OTTAWA - Just as the Bushmaster AR-15 rifle has become a grim household name in the U.S. after the Sandy Hook massacre, a pair of semi-automatic firearms evoke similar memories — and debate — in Canada.
In the 1989 massacre of 14 women at the Ecole Polytechnique in Montreal, Marc Lepine used a Ruger Mini-14 rifle, at the time equipped with a substantial magazine.
And in 2006, Kimveer Gill used a Beretta Cx4 Storm to shoot 72 rounds at Montreal's Dawson College, injuring 16 and killing student Anastasia DeSousa.
Neither the Ruger Mini-14 nor the Beretta Cx4 Storm are prohibited in Canada, despite the outcry from victims and their families, the occasional political grumble, and a pointed coroner's report in Montreal.
The Ruger Mini-14 is also not restricted, and since the death of the long-gun registry last spring does not need to be registered outside of Quebec.
On the flip side, semi-automatic rifles such as the Ruger Mini-14 are widely used by Canadian hunters and in rural areas.
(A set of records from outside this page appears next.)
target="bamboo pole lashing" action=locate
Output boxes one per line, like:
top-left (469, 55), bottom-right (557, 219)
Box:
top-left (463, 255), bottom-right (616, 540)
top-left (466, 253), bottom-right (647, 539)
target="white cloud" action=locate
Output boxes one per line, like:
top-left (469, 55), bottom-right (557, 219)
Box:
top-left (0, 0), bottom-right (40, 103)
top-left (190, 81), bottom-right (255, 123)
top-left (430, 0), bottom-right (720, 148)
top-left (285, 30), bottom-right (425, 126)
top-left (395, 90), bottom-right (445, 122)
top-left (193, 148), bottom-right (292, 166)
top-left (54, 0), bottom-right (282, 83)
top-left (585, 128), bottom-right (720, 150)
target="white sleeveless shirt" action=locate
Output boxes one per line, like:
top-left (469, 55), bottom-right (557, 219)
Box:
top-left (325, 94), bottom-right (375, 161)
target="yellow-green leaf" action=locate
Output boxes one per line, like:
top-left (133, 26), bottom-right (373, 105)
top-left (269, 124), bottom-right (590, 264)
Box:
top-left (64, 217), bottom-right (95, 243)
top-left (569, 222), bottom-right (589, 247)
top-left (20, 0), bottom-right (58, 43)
Semi-automatic weapons can fire off rounds in quick succession without reloading, but unlike an automatic weapon, the trigger mechanism must be re-engaged each time.
"Firearms owners would say it's a matter of freedom. If we're going to restrict everything that has any possibility to do us harm, then the government's going to be pretty busy," said Alan Voth, a firearms forensics expert and retired veteran of the RCMP.
"It's not the gun, it's the person. Why would we want to go around chasing our tails, trying to chase something that is not the problem?"
Semi-automatics were banned in Australia in the wake of a 1996 mass murder in Tasmania. The United Kingdom has more stringent restrictions on semi-automatics than Canada, in the wake of its own tragedies.
"Australia is a safer country as a result of what was done in 1996," former prime minister John Howard wrote last August.
In the case of the Ruger Mini-14, dubbed the "poor man's assault rifle" by opponents, Lepine used 30-round magazines that are now banned in Canada. Today, the largest magazine allowed holds five rounds.
The Ruger Mini-14 was one of the weapons legally obtained and used by Anders Breivik to kill 77 in Norway last year.
Former Liberal justice minister Irwin Cotler suggested in a 2005 letter that he'd like to ban the Ruger Mini-14, but later said it was a "mistake" following opposition from Canadian gun owners.
The Canadian Association of Police Boards passed a resolution at its conference earlier this year to reclassify certain firearms, including the Mini-14, as restricted.
The Beretta CX4 Storm used in the Dawson shooting is a less powerful weapon, called a semi-automatic carbine, with a trigger that resembles one on a pistol. It is more compact than the Ruger, and the cartridge reloads behind the trigger.
Montreal coroner Jacques Ramsay said in his 2008 report on the shooting that semi-automatics such as the Storm should not be available to the public and should be prohibited outright. Gill was able to obtain one as a gun-club member.
"It's a lighter rifle, it's easier to manoeuvre, but it is still very precise," Ramsay said at the time.
Former public safety minister Stockwell Day mused in the days following the Dawson College shooting about restricting firearms such as the Storm, but that did not happen. The Ottawa Citizen reported 46 new registrations for that model of gun in the month after the shooting, compared with just 16 the month before.
Heidi Rathjen, one of Canada's foremost gun-control advocates, says she and others have not called for a ban on all semi-automatics — just some of them.
She says the federal government has not reviewed or updated its list of restricted or prohibited firearms since 1996, and many out on the market are basically assault weapons masquerading as hunting gear.
"Ban military assault weapons, ban weapons designed to kill people in combat situations for civilian use," said Rathjen, spokesperson for Poly Se Souvient.
"They haven't done that. In fact, they've gone in the opposite direction by ignoring new assault weapons coming on the market and allowing many of them to stay even unrestricted so they're not even registered anymore outside of Quebec."
But Voth says there really is no substantial difference between the Ruger Mini-14, and other semi-automatics that are used frequently by hunters.
Even the Bushmaster AR-15, restricted in Canada to gun club enthusiasts with tight licensing requirements, only looks more menacing than other weapons that are unrestricted, he says.
"The ability to do a lot of damage with a firearm exists even with something as archaic as the Old West double-barrelled shotgun, which is limited to two shots," said Voth.
"It's absolutely unbelievable how fast a skilled operator can shoot and load something like that and the number of shots they can fire in a limited amount of time. The difference between that and a semi-automatic for the purposes of mass murder is inconsequential."
The RCMP did not respond to a series of questions about restrictions on firearms.